In Shanghai, restaurants and bars in many neighborhoods are teeming with crowds. In Beijing, thousands of students are heading back to campus for the fall semester. In Wuhan, where the coronavirus emerged eight months ago, water parks and night markets are packed elbow to elbow, buzzing like before.To get more China news, you can visit shine news official website.

While the United States and much of the world are still struggling to contain the coronavirus pandemic, life in many parts of China has in recent weeks become strikingly normal. Cities have relaxed social-distancing rules and mask mandates, and crowds are again filling tourist sites, movie theaters and gyms.

“It no longer feels like there is something too frightful or too life-threatening out there,” said Xiong Xiaoyan, who works at a paint manufacturer in the southern province of Guangdong.
Ms. Xiong, who described the restrictions put in place to combat the virus as “suffocating,” recently visited a movie theater for the first time since the outbreak.When the lights turned dark, I felt I had returned to my normal life,” she said. “I could forget about everything outside and have my own spiritual world.”The return to normalcy has made China an outlier in the global economy.

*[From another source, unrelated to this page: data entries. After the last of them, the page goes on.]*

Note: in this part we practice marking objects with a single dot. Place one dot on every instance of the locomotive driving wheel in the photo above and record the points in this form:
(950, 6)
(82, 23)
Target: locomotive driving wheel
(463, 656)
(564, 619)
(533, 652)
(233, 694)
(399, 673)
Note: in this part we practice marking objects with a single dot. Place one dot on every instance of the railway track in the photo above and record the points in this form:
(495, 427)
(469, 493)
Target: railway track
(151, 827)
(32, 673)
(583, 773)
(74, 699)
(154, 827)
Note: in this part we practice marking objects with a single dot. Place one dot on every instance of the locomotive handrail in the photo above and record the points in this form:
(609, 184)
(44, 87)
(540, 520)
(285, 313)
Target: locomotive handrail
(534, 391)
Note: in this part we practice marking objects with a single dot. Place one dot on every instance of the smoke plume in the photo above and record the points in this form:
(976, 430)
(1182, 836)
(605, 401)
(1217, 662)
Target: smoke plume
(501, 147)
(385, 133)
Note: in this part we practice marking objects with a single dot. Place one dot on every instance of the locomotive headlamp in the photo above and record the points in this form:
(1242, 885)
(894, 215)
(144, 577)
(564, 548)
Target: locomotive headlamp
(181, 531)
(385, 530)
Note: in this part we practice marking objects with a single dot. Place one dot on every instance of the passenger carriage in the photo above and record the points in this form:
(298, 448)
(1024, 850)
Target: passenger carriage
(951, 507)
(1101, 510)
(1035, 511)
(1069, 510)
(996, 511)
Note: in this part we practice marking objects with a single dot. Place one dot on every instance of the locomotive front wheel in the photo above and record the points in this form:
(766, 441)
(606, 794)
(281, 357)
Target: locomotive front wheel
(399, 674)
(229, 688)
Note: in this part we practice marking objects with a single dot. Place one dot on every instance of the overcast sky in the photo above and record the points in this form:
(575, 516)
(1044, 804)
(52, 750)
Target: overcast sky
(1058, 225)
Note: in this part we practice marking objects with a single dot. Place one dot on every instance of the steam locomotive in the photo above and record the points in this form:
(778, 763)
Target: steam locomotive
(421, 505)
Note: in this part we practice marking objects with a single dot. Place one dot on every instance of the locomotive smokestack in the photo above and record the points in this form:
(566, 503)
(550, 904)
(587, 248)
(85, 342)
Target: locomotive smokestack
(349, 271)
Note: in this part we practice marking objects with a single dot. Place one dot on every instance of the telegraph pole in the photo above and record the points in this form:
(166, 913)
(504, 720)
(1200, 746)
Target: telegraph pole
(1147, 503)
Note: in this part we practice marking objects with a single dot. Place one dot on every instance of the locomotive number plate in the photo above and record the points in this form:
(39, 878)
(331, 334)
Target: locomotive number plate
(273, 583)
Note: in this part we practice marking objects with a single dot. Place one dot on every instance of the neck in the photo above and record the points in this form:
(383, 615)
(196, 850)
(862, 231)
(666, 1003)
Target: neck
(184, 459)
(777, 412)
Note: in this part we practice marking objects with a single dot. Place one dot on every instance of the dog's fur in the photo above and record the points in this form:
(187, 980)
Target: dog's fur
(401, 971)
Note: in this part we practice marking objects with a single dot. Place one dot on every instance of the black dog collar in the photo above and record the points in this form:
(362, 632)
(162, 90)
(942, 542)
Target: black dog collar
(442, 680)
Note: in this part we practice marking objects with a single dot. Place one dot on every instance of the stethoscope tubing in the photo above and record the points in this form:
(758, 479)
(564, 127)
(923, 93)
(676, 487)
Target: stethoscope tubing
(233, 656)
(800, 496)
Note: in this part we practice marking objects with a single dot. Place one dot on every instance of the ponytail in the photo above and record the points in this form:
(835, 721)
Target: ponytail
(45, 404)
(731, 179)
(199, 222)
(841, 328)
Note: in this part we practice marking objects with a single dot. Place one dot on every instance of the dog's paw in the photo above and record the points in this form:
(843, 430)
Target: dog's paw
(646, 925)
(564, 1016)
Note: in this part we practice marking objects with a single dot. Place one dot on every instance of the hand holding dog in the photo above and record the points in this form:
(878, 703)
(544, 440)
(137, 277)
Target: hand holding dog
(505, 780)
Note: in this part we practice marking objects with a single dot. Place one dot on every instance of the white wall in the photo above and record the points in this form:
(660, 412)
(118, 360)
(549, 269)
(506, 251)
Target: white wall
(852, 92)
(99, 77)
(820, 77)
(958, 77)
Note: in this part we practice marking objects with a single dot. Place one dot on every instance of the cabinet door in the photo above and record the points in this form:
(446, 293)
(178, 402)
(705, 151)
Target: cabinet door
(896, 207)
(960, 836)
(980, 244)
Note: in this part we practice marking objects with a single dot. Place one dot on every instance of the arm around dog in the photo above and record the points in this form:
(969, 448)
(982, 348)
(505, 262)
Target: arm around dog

The United States is facing a potentially long and painful recession, as some places have reimposed restrictions to contend with a surge in cases this summer. Several countries in Europe have been experiencing fresh outbreaks, putting additional pressure on an already weak economy. By contrast, China has been slowly recovering in recent months and its factories are humming again, although its growth is still weaker than before the pandemic and job losses are significant.

It is a stark turnabout from the early days of the pandemic, when China was the epicenter of the outbreak and the authoritarian government imposed sweeping lockdowns. Across the country, life came to a halt and the economy cratered, as people were forced to stay at home and shops largely shut down, except those selling essential goods.
In Wuhan, the streets were all but deserted, except for government vehicles and delivery drivers ferrying food and supplies. Hospitals were overrun with patients, as nervous residents with coughs and fevers sought treatment. A sense of anger and anxiety permeated the city while residents grappled with a rapidly mounting death toll and uncertainty about when the lockdown would end.Despite a delayed response and early missteps by the government, the recovery in China points to the success of the extreme tactics. After months of travel restrictions and citywide testing drives, locally transmitted cases of the virus in China are near zero, according to official data.

On Sunday, China reported no new locally transmitted cases for the seventh consecutive day. The 12 new infections it reported were all imported, bringing China’s total number of confirmed cases to 84,951, with at least 4,634 deaths. In the United States, nearly 5.7 million people have been infected and at least 176,200 have died.

Now, many Chinese cities are once again hosting large events, though with some limits on crowd sizes, after months when such gatherings were banned entirely.Qingdao, a seaside city in eastern China, is holding its popular beer festival this month largely as planned (face masks are optional). Shanghai recently held a gaming convention that attracted thousands of enthusiasts.

Many people are resuming old routines, with some modifications, hopeful that the worst has passed.